Their failure to pass legislation to this effect in their four years in office represents only what they regard as the temporary embarrassment of the junior coalition partner, the Free Democratic Party (FDP), because of accusations of FDP abuse of the existing law.

By now even the general public seems to be inured to charges of financial hanky panky by the parties and is greeting the latest revelations with a yawn. Gone are the days when the anti-establishment Greens party could gain sympathy as the only pure party that did not have some questionable business or trade union funds coming into its coffers.

The former economics minister, Free Democrat Otto Lambsdorff, has contended all along that he would be acquitted, and he is hoping for an early decision now after almost two years of trial. In particular, he would like to be cleared so that he might again run for Parliament (and a new Cabinet post) in next January's election without the stigma of being a defendant in court. The timing is problematic, however: while the court could rule soon on the most serious charge of bribery, proceedings are set to continue for months on the related charge of use of office for improper advantage.

This uncertainty has hardly stopped the redoubtable Count Lambsdorff from continuing the public promotion of his credo of an economic market free of all but the most minimal government intervention, and it probably wouldn't prevent him from again winning a seat in the Bundestag -- but it could make a reelected center-right government reluctant to reappoint him to the Cabinet.

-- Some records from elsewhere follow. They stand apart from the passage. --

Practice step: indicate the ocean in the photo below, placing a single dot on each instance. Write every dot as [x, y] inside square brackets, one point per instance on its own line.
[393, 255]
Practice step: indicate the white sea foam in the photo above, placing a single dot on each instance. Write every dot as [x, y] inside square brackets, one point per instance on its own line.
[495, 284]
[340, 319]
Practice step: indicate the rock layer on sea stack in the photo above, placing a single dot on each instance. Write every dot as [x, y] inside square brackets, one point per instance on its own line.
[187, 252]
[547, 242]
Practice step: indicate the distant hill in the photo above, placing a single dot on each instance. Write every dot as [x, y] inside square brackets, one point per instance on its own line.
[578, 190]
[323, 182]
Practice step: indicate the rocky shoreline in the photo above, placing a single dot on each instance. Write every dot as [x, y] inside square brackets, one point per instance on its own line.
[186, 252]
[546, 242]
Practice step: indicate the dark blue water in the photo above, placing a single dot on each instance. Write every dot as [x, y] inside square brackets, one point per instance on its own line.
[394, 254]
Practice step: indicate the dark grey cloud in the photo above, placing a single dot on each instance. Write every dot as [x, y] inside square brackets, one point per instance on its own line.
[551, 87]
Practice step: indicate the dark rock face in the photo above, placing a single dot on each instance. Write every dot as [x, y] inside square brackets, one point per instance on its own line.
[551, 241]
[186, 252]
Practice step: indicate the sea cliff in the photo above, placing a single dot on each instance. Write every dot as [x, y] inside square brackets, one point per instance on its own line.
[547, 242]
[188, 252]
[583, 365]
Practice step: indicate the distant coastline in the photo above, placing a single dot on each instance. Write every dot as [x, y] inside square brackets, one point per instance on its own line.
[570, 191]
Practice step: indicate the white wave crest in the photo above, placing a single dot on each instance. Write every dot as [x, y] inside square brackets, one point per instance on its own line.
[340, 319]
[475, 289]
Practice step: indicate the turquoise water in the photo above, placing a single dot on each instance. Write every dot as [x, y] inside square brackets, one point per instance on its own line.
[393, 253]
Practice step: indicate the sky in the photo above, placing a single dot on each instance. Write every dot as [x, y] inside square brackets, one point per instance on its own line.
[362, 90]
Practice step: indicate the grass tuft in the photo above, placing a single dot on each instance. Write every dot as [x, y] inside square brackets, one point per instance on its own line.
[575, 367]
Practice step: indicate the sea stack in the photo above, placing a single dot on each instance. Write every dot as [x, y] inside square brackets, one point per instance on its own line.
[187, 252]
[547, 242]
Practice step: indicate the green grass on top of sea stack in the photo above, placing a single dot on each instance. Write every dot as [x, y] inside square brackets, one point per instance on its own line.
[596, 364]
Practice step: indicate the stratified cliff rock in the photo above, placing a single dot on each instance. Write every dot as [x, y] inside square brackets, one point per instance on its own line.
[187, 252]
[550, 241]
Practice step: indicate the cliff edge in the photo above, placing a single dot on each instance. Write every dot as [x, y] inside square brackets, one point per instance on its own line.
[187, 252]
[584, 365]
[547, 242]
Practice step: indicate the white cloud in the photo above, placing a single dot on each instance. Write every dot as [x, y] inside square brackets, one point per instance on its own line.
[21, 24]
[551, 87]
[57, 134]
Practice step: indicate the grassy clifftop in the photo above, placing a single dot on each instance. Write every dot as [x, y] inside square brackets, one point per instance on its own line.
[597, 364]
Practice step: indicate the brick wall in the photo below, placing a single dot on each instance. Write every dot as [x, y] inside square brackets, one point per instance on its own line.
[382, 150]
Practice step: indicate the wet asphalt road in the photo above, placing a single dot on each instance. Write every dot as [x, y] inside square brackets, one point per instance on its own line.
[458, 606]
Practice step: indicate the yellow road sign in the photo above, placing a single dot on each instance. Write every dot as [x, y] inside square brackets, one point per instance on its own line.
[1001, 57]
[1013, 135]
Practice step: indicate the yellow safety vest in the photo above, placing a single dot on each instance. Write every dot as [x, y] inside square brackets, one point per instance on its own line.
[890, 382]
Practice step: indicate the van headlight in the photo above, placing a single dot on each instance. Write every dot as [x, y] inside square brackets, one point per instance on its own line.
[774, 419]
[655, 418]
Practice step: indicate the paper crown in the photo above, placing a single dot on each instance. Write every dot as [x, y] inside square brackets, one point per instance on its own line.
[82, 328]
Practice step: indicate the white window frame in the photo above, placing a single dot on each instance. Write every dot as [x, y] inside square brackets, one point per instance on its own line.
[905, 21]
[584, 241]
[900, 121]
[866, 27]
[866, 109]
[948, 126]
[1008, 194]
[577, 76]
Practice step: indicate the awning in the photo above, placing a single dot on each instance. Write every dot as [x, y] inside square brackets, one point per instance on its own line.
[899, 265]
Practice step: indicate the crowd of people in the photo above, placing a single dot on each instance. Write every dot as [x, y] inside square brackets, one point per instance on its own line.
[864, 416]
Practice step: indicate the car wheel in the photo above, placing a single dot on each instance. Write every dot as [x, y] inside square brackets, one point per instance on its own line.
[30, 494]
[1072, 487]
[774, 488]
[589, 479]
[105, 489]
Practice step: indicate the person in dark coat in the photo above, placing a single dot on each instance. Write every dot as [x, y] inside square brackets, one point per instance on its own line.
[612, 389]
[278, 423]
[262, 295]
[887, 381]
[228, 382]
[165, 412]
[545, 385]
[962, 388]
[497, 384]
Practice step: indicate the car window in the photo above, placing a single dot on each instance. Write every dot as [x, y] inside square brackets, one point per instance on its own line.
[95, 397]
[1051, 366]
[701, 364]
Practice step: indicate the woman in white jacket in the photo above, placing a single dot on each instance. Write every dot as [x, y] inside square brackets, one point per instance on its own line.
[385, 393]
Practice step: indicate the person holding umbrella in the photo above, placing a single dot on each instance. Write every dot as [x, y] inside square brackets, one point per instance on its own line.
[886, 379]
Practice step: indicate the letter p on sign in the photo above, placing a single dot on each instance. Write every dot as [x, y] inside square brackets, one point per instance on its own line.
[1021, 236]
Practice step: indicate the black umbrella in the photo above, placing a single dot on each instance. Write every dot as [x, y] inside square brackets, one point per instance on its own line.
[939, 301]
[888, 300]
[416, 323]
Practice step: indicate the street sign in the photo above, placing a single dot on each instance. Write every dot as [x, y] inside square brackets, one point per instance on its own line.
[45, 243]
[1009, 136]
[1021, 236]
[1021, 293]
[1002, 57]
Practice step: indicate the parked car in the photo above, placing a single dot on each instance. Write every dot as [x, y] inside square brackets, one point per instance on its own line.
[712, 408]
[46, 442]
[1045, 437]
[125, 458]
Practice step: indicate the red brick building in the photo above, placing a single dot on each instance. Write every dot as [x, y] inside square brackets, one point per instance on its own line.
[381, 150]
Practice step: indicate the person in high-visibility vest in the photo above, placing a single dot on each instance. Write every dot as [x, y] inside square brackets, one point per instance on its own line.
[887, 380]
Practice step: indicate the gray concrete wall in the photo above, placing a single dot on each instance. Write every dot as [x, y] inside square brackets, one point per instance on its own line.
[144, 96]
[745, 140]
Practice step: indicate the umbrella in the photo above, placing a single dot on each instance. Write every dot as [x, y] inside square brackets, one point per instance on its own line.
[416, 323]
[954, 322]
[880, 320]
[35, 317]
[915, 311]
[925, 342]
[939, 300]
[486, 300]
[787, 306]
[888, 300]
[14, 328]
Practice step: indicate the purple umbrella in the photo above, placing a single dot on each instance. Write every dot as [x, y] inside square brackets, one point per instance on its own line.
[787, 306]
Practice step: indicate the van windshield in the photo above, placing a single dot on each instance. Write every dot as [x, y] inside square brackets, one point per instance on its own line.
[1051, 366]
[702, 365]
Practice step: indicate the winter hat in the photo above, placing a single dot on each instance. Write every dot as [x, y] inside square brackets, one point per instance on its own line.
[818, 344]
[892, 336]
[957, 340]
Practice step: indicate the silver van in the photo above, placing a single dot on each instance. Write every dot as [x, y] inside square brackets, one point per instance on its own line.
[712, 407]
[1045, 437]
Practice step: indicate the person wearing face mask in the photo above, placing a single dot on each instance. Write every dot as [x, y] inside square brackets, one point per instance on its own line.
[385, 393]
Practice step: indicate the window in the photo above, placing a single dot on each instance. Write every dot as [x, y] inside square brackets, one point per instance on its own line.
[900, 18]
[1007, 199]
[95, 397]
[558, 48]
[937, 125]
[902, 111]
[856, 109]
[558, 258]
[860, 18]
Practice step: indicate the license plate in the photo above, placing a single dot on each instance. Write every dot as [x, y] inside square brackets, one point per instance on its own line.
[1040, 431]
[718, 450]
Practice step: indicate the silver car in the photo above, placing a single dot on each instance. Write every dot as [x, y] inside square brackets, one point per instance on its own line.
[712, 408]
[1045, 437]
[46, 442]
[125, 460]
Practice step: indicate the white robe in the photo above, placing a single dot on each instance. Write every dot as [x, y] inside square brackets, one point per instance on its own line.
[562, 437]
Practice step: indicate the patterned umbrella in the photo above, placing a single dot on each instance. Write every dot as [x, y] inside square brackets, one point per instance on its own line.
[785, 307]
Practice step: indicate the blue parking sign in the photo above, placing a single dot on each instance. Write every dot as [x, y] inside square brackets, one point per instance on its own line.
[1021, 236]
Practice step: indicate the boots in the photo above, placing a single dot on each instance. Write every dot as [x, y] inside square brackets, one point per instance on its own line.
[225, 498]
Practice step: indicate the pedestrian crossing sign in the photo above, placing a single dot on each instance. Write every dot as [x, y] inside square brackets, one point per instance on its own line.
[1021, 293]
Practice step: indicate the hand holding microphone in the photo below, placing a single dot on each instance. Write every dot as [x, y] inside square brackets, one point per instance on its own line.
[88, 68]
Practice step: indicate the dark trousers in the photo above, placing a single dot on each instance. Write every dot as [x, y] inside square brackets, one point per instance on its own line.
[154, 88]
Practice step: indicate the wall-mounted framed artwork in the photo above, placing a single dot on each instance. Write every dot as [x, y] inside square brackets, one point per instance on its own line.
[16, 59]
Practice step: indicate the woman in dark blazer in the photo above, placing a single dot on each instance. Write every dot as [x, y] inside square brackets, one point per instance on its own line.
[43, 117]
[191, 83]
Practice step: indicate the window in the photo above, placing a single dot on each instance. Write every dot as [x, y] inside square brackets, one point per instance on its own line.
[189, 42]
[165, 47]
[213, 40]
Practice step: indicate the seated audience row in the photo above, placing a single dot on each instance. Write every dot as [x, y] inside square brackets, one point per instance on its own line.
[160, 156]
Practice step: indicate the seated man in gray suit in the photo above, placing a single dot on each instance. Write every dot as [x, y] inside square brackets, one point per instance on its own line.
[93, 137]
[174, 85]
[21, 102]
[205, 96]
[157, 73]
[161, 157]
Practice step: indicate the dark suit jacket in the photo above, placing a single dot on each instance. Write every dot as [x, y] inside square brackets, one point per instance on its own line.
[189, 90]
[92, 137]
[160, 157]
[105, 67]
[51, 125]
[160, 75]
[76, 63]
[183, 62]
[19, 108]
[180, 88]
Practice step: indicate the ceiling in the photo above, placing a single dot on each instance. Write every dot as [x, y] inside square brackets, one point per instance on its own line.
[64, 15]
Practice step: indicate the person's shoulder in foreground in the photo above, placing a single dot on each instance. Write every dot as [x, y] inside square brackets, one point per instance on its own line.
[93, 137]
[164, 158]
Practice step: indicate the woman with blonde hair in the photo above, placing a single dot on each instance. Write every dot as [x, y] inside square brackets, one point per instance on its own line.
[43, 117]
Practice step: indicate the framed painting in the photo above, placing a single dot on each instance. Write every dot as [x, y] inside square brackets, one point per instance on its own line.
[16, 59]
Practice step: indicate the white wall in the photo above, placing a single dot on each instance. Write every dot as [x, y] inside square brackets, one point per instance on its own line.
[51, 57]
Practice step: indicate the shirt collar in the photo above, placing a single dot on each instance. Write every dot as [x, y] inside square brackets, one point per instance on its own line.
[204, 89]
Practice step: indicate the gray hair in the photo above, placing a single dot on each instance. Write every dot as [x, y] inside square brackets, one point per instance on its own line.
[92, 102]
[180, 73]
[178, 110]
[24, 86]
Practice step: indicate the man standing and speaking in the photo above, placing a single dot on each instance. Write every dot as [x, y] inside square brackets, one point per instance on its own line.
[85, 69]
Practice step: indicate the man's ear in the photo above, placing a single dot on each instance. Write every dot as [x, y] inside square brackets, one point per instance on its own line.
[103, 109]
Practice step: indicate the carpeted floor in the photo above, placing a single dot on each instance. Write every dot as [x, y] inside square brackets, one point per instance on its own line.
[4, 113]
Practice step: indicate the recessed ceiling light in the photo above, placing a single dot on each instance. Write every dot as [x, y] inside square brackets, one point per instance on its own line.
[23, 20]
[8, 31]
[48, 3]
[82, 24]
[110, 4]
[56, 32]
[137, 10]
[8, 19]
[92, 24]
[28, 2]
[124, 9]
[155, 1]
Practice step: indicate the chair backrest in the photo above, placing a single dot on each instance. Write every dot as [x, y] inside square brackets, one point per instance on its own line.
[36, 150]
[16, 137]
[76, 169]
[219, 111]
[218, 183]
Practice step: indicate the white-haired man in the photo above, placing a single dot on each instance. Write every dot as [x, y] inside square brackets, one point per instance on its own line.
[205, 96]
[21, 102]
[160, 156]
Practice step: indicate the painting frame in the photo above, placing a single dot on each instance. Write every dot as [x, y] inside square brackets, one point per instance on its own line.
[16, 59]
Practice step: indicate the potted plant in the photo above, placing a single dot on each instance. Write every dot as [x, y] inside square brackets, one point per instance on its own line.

Der Spiegel -- the news media spearhead of the earlier allegations that led to the indictment of Lambsdorff, his FDP predecessor as economics minister and later Dresdner Bank chief executive Hans Friderichs, and former senior deputy chairman of the Flick conglomerate Eberhard von Brauchitsch -- attributed its latest charges to an investigation by the Bonn prosecutors. It claimed that the SPD-associated Friedrich Ebert Foundation for political education channeled 22 million Deutsche marks ($10 million) of its intake of 56 million marks ($25 million) between 1975 and 1981 to the Fritz Naphtali Foundation in Israel, and that this money went to the SPD via a Swiss bank account.

In denying the allegations, SPD spokesmen Clement said that the party board had passed on to prosecutors all requested documents.